Решение советских властей о выдворении стало для Бродского, по его словам, «удивительной неожиданностью». В письме на имя Брежнева он писал:
«Мне горько уезжать из России. Я здесь родился, вырос, жил, и всем, что имею за душой, я обязан ей. Всё плохое, что выпадало на мою долю, с лихвой перекрывалось хорошим, и я никогда не чувствовал себя обиженным Отечеством. Не чувствую и сейчас. Ибо, переставая быть гражданином СССР, я не перестаю быть русским поэтом. Я верю, что я вернусь; поэты всегда возвращаются: во плоти или на бумаге».
В июне 1972 года Бродский получил разрешение на въезд в США для работы в Мичиганском университете. Америка встретила отвергнутого советского поэта очень благосклонно. Он много путешествовал, давал мастер-классы по стихосложению, читал лекции о поэзии. В 1980-м году получил американское гражданство, а в 1987-м (в возрасте 47 лет) — Нобелевскую премию по литературе «за всеобъемлющее творчество, проникнутое ясностью мысли и поэтической интенсивностью».
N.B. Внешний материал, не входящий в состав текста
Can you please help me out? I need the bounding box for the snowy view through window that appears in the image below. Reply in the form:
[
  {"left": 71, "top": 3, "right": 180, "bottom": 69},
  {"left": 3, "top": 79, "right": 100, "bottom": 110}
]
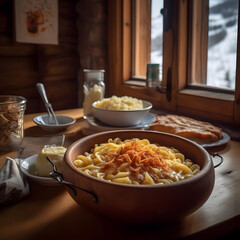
[{"left": 151, "top": 0, "right": 239, "bottom": 89}]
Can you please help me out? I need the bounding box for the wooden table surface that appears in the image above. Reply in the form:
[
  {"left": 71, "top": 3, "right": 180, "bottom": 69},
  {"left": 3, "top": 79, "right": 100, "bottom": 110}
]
[{"left": 0, "top": 109, "right": 240, "bottom": 240}]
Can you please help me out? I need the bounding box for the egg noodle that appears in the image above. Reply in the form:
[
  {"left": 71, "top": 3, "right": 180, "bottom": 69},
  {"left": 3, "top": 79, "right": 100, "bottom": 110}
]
[
  {"left": 74, "top": 138, "right": 200, "bottom": 185},
  {"left": 96, "top": 96, "right": 143, "bottom": 111}
]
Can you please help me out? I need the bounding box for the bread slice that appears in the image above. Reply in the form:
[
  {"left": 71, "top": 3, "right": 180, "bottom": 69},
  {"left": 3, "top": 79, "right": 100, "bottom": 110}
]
[{"left": 149, "top": 114, "right": 222, "bottom": 143}]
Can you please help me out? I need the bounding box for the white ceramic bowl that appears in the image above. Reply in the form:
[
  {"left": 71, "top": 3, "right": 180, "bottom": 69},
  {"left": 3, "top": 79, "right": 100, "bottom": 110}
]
[
  {"left": 20, "top": 154, "right": 60, "bottom": 186},
  {"left": 33, "top": 114, "right": 76, "bottom": 131},
  {"left": 92, "top": 100, "right": 152, "bottom": 127}
]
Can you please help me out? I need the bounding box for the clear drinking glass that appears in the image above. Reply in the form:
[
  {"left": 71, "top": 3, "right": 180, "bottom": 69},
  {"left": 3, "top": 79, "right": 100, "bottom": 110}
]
[
  {"left": 83, "top": 69, "right": 105, "bottom": 116},
  {"left": 0, "top": 95, "right": 27, "bottom": 152}
]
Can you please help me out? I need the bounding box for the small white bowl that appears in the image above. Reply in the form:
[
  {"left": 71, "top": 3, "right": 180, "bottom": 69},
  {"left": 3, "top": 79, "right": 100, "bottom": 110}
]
[
  {"left": 33, "top": 114, "right": 76, "bottom": 131},
  {"left": 92, "top": 100, "right": 152, "bottom": 127},
  {"left": 20, "top": 154, "right": 60, "bottom": 186}
]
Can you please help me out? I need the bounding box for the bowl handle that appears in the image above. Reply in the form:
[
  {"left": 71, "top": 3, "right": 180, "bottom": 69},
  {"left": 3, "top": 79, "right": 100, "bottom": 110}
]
[
  {"left": 211, "top": 153, "right": 223, "bottom": 168},
  {"left": 46, "top": 156, "right": 98, "bottom": 203}
]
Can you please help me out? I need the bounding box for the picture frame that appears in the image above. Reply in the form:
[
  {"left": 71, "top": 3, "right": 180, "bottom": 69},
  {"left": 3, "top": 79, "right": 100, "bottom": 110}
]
[{"left": 14, "top": 0, "right": 58, "bottom": 45}]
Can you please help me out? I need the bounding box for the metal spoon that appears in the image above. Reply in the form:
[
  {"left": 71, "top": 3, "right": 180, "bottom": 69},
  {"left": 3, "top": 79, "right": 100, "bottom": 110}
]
[{"left": 36, "top": 83, "right": 59, "bottom": 125}]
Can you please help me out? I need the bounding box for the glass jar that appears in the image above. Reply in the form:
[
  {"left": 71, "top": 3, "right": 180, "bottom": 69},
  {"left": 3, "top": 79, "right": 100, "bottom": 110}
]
[
  {"left": 0, "top": 95, "right": 27, "bottom": 152},
  {"left": 83, "top": 69, "right": 105, "bottom": 116}
]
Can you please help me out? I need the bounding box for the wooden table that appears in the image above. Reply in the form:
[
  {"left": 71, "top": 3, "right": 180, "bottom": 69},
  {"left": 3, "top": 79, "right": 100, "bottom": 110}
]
[{"left": 0, "top": 109, "right": 240, "bottom": 240}]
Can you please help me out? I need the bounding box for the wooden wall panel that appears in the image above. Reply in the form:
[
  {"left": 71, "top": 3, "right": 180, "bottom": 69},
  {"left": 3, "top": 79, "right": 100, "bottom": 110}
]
[{"left": 0, "top": 0, "right": 79, "bottom": 113}]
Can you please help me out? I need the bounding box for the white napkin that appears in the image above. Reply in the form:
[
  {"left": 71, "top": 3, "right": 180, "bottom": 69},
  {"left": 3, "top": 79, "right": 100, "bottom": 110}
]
[{"left": 0, "top": 157, "right": 29, "bottom": 205}]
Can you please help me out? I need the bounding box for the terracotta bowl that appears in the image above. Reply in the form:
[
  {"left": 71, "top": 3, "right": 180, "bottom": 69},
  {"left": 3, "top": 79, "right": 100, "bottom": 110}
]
[{"left": 62, "top": 130, "right": 215, "bottom": 224}]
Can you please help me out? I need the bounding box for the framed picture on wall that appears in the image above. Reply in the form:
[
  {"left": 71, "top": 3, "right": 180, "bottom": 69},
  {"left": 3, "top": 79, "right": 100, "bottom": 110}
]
[{"left": 14, "top": 0, "right": 58, "bottom": 44}]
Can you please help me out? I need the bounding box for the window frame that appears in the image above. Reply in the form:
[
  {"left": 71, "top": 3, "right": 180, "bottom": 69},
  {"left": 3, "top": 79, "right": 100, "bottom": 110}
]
[{"left": 107, "top": 0, "right": 240, "bottom": 126}]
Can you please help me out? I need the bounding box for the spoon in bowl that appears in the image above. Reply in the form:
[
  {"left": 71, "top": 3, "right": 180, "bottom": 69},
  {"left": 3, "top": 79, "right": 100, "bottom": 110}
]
[{"left": 36, "top": 83, "right": 59, "bottom": 125}]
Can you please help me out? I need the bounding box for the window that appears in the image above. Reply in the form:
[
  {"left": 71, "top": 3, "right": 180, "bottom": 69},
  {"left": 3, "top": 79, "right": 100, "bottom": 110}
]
[
  {"left": 107, "top": 0, "right": 240, "bottom": 125},
  {"left": 189, "top": 0, "right": 239, "bottom": 90}
]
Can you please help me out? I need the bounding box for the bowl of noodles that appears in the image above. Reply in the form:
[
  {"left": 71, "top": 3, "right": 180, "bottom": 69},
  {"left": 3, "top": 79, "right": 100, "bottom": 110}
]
[
  {"left": 62, "top": 130, "right": 215, "bottom": 224},
  {"left": 92, "top": 96, "right": 152, "bottom": 127}
]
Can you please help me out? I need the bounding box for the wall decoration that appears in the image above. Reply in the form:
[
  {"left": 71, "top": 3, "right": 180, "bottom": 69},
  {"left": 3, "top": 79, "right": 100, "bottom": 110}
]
[{"left": 14, "top": 0, "right": 58, "bottom": 44}]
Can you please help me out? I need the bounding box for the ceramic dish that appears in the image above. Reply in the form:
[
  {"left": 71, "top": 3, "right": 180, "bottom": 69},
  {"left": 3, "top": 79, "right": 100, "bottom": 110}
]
[
  {"left": 201, "top": 132, "right": 230, "bottom": 148},
  {"left": 83, "top": 113, "right": 156, "bottom": 131},
  {"left": 33, "top": 114, "right": 76, "bottom": 131},
  {"left": 20, "top": 154, "right": 60, "bottom": 186},
  {"left": 92, "top": 100, "right": 152, "bottom": 127},
  {"left": 62, "top": 130, "right": 215, "bottom": 224}
]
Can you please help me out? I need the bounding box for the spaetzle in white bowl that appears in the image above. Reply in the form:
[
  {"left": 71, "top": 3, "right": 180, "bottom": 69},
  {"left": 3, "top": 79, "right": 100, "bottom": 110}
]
[{"left": 92, "top": 96, "right": 152, "bottom": 127}]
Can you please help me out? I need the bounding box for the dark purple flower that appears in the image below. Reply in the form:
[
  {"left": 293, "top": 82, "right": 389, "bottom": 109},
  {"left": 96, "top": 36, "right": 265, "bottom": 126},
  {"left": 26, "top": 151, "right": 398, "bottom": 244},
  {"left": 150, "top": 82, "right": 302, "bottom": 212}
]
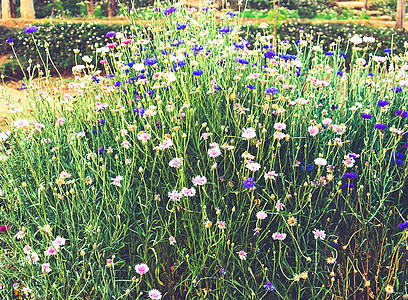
[
  {"left": 242, "top": 177, "right": 256, "bottom": 189},
  {"left": 343, "top": 172, "right": 357, "bottom": 179},
  {"left": 24, "top": 26, "right": 38, "bottom": 33},
  {"left": 374, "top": 123, "right": 387, "bottom": 130},
  {"left": 193, "top": 70, "right": 203, "bottom": 76},
  {"left": 377, "top": 100, "right": 389, "bottom": 107},
  {"left": 263, "top": 281, "right": 275, "bottom": 292},
  {"left": 398, "top": 221, "right": 408, "bottom": 229},
  {"left": 395, "top": 109, "right": 408, "bottom": 118},
  {"left": 265, "top": 50, "right": 276, "bottom": 58},
  {"left": 106, "top": 31, "right": 116, "bottom": 37}
]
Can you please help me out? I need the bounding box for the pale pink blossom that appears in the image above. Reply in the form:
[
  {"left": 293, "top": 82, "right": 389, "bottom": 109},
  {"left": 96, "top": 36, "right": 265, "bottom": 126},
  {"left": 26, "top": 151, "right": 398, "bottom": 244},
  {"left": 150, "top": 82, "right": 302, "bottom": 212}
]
[
  {"left": 41, "top": 263, "right": 52, "bottom": 273},
  {"left": 272, "top": 232, "right": 286, "bottom": 241},
  {"left": 135, "top": 264, "right": 149, "bottom": 275},
  {"left": 313, "top": 228, "right": 326, "bottom": 241},
  {"left": 242, "top": 127, "right": 256, "bottom": 140},
  {"left": 256, "top": 210, "right": 268, "bottom": 220},
  {"left": 191, "top": 175, "right": 207, "bottom": 186}
]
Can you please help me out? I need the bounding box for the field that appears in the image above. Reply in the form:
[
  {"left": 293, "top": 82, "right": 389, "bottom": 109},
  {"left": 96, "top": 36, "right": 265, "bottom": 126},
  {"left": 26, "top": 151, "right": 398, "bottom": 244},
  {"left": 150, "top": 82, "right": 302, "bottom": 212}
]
[{"left": 0, "top": 3, "right": 408, "bottom": 300}]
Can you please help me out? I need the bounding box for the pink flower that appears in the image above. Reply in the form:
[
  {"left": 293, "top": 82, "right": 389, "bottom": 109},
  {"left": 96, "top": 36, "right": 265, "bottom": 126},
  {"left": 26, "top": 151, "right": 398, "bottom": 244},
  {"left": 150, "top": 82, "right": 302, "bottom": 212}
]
[
  {"left": 55, "top": 118, "right": 66, "bottom": 126},
  {"left": 273, "top": 123, "right": 286, "bottom": 131},
  {"left": 256, "top": 210, "right": 268, "bottom": 220},
  {"left": 307, "top": 125, "right": 319, "bottom": 136},
  {"left": 275, "top": 200, "right": 285, "bottom": 211},
  {"left": 264, "top": 171, "right": 279, "bottom": 180},
  {"left": 313, "top": 228, "right": 326, "bottom": 241},
  {"left": 122, "top": 141, "right": 132, "bottom": 149},
  {"left": 242, "top": 127, "right": 256, "bottom": 140},
  {"left": 246, "top": 162, "right": 261, "bottom": 172},
  {"left": 237, "top": 250, "right": 247, "bottom": 260},
  {"left": 191, "top": 175, "right": 207, "bottom": 186},
  {"left": 167, "top": 190, "right": 183, "bottom": 201},
  {"left": 111, "top": 175, "right": 123, "bottom": 186},
  {"left": 106, "top": 258, "right": 113, "bottom": 268},
  {"left": 44, "top": 247, "right": 58, "bottom": 256},
  {"left": 315, "top": 157, "right": 327, "bottom": 167},
  {"left": 180, "top": 187, "right": 196, "bottom": 197},
  {"left": 149, "top": 290, "right": 162, "bottom": 300},
  {"left": 41, "top": 263, "right": 52, "bottom": 273},
  {"left": 135, "top": 264, "right": 149, "bottom": 275},
  {"left": 217, "top": 220, "right": 227, "bottom": 230},
  {"left": 169, "top": 236, "right": 176, "bottom": 246},
  {"left": 272, "top": 232, "right": 286, "bottom": 241},
  {"left": 169, "top": 157, "right": 182, "bottom": 169}
]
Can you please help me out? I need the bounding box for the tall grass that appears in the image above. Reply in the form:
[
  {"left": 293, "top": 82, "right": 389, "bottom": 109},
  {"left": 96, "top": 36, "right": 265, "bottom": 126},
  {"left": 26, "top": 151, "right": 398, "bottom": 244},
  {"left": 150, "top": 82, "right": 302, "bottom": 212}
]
[{"left": 0, "top": 3, "right": 408, "bottom": 299}]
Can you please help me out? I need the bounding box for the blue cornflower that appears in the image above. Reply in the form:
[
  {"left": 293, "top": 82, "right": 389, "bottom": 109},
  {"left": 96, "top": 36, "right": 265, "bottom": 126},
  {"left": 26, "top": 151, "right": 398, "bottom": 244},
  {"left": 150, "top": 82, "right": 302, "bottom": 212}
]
[
  {"left": 236, "top": 58, "right": 249, "bottom": 65},
  {"left": 374, "top": 123, "right": 387, "bottom": 130},
  {"left": 164, "top": 7, "right": 177, "bottom": 16},
  {"left": 106, "top": 31, "right": 116, "bottom": 37},
  {"left": 377, "top": 100, "right": 389, "bottom": 107},
  {"left": 219, "top": 26, "right": 232, "bottom": 34},
  {"left": 265, "top": 87, "right": 279, "bottom": 95},
  {"left": 242, "top": 177, "right": 256, "bottom": 189},
  {"left": 395, "top": 109, "right": 408, "bottom": 118},
  {"left": 398, "top": 221, "right": 408, "bottom": 229},
  {"left": 24, "top": 26, "right": 38, "bottom": 33},
  {"left": 263, "top": 281, "right": 275, "bottom": 292},
  {"left": 143, "top": 57, "right": 157, "bottom": 66},
  {"left": 265, "top": 50, "right": 276, "bottom": 58},
  {"left": 177, "top": 23, "right": 189, "bottom": 30}
]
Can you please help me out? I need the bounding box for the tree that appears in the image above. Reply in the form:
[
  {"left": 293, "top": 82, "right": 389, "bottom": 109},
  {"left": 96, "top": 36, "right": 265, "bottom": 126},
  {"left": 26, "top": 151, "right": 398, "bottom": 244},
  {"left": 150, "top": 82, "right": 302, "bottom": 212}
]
[
  {"left": 1, "top": 0, "right": 11, "bottom": 19},
  {"left": 20, "top": 0, "right": 35, "bottom": 19},
  {"left": 108, "top": 0, "right": 119, "bottom": 17}
]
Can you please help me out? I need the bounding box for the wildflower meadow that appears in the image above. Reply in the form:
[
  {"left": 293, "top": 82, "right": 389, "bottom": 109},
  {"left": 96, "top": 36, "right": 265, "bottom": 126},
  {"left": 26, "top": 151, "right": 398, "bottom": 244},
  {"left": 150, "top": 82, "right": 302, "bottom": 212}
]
[{"left": 0, "top": 2, "right": 408, "bottom": 300}]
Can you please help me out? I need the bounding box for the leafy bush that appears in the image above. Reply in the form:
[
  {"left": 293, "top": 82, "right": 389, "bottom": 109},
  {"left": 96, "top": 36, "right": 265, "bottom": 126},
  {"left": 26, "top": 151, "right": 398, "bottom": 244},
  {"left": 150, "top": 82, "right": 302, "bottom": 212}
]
[{"left": 0, "top": 3, "right": 408, "bottom": 300}]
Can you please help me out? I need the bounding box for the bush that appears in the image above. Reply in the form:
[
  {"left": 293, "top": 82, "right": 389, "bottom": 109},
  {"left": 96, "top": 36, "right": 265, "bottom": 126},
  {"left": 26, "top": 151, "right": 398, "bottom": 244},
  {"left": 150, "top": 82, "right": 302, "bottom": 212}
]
[{"left": 0, "top": 4, "right": 408, "bottom": 300}]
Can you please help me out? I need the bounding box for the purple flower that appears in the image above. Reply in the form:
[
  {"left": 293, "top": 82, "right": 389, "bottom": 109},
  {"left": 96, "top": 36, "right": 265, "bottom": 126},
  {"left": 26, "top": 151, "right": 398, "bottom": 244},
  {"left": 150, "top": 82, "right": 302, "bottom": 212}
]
[
  {"left": 343, "top": 172, "right": 357, "bottom": 179},
  {"left": 377, "top": 100, "right": 389, "bottom": 107},
  {"left": 106, "top": 31, "right": 116, "bottom": 37},
  {"left": 265, "top": 50, "right": 276, "bottom": 58},
  {"left": 395, "top": 109, "right": 408, "bottom": 118},
  {"left": 242, "top": 177, "right": 256, "bottom": 189},
  {"left": 193, "top": 70, "right": 203, "bottom": 76},
  {"left": 263, "top": 281, "right": 275, "bottom": 292},
  {"left": 374, "top": 123, "right": 387, "bottom": 130},
  {"left": 398, "top": 221, "right": 408, "bottom": 229},
  {"left": 24, "top": 26, "right": 38, "bottom": 33}
]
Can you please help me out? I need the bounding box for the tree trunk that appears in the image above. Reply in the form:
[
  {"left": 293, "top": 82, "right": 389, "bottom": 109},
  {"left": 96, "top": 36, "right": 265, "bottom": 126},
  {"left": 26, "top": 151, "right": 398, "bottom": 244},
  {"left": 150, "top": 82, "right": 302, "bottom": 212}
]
[
  {"left": 1, "top": 0, "right": 11, "bottom": 19},
  {"left": 397, "top": 0, "right": 407, "bottom": 29},
  {"left": 86, "top": 0, "right": 95, "bottom": 17},
  {"left": 108, "top": 0, "right": 118, "bottom": 17},
  {"left": 20, "top": 0, "right": 35, "bottom": 19}
]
В эмиграции Иосиф Бродский прожил 24 года. Он занял аполитичную позицию и отказывался критиковать Советский Союз, за что не раз подвергался критике. Так и не вернулся на родину, хоть и тосковал по Ленинграду, где его удостоили звания почётного жителя города. После получения Нобелевской премии его постепенно начали издавать в России. В своих высказываниях он сравнивал возвращение на родину с возвращением к бывшей жене: «Это до известной степени похоже на возвращение к прежней жене. При этом не важно, что стало с ней. Важно, что произошло с тобой».
Драматичным моментом для поэта стала невозможность увидеться с родителями. Его отец не хотел покидать СССР насовсем, в то же время миграционные законы того времени предполагали, что член семьи эмигрировавшего может выехать из страны только на постоянное место жительство для воссоединения с родственниками. Лишь после смерти матери Бродского в 1983 году его отец согласился выехать из страны по израильской визе, но умер весной 1984 года, так и не повидав сына.
Иосиф Бродский скончался в Нью-Йорке в 1996 году.